Page MenuHome

Limit the internal sample index of Sobol-Burley for faster sample generation.
ClosedPublic

Authored by Nathan Vegdahl (cessen) on Dec 8 2022, 11:24 PM.

Details

Summary

This is done based on the render sample count so that it doesn't impact sampling quality. It's similar in spirit to the adaptive table size in D16561, but in this case for performance rather than memory usage.

Diff Detail

Repository
rB Blender

Event Timeline

Nathan Vegdahl (cessen) requested review of this revision.Dec 8 2022, 11:24 PM
Nathan Vegdahl (cessen) created this revision.
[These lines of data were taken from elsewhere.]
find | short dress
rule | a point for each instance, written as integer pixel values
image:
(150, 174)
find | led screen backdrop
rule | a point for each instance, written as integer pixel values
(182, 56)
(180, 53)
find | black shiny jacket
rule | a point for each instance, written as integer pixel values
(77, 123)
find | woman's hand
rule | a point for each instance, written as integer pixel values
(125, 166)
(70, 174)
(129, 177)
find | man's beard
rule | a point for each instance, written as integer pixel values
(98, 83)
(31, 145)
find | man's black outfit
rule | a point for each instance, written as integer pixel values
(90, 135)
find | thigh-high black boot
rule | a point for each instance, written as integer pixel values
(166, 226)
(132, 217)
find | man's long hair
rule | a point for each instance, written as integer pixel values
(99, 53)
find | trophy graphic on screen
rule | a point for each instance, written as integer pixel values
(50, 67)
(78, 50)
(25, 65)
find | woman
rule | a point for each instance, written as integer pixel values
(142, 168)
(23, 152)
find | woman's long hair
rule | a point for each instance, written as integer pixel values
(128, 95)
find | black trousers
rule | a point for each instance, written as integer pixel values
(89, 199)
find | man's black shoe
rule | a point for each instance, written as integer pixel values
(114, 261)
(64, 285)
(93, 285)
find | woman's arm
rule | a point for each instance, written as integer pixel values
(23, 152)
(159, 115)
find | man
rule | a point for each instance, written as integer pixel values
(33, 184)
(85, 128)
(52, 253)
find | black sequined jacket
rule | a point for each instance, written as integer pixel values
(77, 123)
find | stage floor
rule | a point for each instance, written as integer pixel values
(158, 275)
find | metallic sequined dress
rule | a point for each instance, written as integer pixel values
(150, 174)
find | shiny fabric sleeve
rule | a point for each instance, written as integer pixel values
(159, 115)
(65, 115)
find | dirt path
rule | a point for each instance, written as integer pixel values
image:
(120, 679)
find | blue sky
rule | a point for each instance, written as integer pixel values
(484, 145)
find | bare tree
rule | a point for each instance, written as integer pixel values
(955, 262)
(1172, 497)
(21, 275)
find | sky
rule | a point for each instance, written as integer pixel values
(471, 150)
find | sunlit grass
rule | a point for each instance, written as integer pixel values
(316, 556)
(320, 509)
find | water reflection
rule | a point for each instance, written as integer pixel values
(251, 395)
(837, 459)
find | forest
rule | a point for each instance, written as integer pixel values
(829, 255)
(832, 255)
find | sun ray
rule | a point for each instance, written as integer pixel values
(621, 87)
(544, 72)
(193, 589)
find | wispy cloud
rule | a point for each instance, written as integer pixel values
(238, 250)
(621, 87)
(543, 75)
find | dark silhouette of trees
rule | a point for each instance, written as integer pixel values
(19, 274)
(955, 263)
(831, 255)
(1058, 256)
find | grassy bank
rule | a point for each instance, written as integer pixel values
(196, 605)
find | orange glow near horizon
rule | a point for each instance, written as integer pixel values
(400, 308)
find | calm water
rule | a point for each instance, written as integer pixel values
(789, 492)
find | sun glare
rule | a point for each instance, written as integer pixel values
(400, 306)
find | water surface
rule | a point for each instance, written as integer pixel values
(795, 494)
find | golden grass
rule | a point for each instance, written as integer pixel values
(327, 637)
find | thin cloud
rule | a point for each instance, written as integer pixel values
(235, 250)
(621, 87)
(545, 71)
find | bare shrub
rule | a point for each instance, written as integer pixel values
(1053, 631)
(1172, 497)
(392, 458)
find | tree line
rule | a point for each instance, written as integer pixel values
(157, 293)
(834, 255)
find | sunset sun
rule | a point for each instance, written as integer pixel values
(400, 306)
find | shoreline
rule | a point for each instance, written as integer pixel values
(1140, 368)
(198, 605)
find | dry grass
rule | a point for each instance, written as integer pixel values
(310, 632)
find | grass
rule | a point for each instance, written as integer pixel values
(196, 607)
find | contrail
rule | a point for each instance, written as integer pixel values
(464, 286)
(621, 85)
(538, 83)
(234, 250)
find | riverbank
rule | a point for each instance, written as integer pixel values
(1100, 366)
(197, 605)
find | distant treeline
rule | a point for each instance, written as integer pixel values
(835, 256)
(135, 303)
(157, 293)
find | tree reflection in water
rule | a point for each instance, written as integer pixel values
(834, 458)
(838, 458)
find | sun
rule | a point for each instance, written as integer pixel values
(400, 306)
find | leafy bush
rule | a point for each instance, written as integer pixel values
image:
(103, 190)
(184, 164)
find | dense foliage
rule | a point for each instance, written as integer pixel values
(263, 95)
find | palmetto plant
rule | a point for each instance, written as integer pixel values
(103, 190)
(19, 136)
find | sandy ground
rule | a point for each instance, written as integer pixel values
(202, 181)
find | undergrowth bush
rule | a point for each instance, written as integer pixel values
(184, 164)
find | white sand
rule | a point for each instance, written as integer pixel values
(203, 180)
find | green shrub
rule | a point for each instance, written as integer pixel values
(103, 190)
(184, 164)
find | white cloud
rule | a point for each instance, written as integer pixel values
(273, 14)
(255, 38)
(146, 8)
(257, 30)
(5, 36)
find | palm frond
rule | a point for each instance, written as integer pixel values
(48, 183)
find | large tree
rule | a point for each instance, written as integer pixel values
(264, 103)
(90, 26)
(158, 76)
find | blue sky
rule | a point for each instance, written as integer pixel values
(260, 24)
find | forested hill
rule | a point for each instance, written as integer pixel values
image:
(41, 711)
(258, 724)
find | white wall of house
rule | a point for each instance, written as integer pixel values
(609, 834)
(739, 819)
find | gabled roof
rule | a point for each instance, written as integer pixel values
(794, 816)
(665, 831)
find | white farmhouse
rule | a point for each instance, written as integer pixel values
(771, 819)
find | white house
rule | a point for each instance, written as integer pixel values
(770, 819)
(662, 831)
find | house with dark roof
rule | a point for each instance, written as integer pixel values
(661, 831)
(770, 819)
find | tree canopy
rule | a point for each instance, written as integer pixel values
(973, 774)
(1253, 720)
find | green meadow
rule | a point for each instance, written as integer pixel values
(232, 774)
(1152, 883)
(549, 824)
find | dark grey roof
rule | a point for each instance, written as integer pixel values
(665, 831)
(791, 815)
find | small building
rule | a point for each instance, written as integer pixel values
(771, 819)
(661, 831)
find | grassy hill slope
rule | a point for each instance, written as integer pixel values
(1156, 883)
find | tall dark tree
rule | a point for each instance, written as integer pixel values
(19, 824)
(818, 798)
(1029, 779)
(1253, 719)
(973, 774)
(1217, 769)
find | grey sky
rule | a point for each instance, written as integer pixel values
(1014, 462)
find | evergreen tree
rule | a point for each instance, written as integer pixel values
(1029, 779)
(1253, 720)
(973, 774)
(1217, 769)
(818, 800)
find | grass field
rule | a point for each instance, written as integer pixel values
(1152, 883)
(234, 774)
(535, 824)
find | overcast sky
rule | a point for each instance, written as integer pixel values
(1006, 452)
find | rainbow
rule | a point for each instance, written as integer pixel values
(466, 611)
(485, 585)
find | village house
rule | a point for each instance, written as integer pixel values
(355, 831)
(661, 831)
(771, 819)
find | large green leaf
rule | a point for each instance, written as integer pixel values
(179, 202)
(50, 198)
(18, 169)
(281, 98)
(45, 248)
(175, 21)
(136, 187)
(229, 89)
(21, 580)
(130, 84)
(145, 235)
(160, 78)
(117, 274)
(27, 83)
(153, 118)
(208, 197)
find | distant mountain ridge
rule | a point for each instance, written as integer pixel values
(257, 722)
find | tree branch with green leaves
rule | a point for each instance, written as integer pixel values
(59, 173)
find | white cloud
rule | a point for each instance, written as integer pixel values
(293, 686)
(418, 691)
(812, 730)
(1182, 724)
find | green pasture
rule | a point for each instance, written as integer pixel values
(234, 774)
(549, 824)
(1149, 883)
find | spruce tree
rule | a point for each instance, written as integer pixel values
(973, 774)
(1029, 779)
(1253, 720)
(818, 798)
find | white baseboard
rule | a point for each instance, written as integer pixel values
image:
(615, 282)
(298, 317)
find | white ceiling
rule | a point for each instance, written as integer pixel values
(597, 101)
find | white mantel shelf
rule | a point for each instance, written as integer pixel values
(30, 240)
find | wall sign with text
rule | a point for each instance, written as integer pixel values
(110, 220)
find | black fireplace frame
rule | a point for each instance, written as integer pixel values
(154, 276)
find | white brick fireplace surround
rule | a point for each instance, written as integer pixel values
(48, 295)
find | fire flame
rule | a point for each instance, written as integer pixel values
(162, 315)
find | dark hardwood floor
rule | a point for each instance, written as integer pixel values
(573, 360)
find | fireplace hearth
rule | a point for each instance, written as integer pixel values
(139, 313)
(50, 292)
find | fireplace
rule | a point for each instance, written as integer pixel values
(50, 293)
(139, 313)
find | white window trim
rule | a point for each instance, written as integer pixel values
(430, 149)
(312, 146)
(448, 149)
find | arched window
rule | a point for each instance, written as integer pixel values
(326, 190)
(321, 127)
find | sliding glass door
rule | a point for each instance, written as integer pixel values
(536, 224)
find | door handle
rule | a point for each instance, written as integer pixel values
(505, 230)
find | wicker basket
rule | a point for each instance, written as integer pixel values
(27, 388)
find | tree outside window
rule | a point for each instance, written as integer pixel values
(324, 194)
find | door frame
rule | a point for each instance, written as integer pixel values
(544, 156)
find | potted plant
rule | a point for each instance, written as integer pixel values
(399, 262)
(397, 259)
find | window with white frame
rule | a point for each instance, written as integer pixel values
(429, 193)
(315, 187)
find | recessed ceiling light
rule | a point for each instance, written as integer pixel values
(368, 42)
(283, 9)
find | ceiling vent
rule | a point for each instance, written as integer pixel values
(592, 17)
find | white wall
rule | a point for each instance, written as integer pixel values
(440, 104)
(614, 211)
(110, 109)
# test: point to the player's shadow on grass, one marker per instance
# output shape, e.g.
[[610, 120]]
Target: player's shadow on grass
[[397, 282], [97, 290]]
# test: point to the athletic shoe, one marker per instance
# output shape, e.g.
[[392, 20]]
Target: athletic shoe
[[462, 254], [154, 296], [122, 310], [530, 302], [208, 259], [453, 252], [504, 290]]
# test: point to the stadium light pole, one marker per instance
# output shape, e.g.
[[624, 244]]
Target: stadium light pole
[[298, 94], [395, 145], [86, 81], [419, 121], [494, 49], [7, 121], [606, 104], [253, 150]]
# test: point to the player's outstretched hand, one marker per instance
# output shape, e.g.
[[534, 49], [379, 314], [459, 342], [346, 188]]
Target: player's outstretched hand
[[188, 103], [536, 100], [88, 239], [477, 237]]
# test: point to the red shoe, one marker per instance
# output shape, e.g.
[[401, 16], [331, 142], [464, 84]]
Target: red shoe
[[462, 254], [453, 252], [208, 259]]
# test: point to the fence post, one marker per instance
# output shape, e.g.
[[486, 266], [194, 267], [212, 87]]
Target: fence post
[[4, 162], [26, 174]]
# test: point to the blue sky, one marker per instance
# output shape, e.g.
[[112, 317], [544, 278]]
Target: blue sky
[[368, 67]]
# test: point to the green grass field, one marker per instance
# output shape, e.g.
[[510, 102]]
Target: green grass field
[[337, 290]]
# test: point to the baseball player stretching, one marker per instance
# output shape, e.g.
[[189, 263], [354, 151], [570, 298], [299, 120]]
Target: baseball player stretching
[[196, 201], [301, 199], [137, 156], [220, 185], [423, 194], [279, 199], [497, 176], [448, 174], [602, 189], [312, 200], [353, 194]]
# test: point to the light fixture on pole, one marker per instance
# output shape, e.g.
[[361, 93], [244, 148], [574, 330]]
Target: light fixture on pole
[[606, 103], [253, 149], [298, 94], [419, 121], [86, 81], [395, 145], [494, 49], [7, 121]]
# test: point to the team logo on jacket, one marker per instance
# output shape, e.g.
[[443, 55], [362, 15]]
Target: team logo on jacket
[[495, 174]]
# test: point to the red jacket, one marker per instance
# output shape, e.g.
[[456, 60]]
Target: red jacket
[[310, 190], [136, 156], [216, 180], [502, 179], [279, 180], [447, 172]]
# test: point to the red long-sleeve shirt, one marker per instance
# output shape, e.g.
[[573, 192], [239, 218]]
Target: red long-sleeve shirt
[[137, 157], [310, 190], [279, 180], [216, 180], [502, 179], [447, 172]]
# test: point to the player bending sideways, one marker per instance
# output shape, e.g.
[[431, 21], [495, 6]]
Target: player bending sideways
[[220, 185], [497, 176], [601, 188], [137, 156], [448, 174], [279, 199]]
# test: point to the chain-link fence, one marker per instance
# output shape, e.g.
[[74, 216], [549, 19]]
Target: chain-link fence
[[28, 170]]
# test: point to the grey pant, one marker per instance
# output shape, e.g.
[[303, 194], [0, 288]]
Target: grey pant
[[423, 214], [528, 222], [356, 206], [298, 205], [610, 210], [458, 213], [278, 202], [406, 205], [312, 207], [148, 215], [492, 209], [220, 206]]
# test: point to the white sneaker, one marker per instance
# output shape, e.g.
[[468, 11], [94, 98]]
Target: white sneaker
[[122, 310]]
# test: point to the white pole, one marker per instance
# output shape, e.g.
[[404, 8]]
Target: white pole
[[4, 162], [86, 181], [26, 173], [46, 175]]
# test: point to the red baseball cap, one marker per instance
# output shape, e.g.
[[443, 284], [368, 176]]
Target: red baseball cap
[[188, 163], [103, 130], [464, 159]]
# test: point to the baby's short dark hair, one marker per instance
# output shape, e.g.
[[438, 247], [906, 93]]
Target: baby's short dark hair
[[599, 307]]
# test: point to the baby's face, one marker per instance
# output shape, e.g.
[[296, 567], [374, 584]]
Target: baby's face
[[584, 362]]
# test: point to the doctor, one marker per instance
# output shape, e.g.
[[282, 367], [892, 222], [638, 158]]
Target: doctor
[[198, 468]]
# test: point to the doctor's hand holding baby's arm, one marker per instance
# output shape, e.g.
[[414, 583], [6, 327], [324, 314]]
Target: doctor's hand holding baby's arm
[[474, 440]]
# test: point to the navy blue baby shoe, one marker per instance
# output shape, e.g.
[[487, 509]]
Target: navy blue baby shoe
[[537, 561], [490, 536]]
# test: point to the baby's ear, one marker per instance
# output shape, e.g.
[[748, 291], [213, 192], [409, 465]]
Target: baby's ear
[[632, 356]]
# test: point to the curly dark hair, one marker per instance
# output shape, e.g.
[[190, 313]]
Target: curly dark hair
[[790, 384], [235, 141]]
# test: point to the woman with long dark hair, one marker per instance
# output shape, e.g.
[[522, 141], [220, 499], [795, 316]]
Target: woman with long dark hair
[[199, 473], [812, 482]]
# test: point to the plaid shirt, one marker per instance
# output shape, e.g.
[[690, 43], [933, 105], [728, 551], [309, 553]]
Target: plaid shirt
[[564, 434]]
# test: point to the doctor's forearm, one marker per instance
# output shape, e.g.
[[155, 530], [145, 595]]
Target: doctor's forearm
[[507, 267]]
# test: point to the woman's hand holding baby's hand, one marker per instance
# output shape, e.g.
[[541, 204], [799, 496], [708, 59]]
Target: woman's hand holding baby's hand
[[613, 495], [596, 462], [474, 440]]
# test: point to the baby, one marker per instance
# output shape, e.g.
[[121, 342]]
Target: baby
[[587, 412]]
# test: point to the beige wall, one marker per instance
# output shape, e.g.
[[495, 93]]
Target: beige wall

In a simple test scene (only lambert shaders and very low poly count, so sample generation should be more of the run time) on an x86-64 CPU, this made a 1024-sample render go from a 1:15.69 render time to 1:13.65 (roughly %2.7 improvement). For comparison, rendering the same scene with the PMJ sampler took 1:11.29.

The performance improvement is somewhat dependent on sample count (lower sample counts have a greater relative perf improvement), but it scales logarithmically, so going to e.g. 4096 samples should only have slightly less relative improvement compared to 1024, and 256 only slightly more.

I haven't tested on GPU, so I don't know what the perf numbers look like there.

Btw, I'm happy for this to land either before or after D16443. If there are any conflicts, they should be very minor and easy to rebase either way.

I'll commit this with the optimization to compute reverse_integer_bits(aa_samples_next_ge_power_of_two - 1) in advance.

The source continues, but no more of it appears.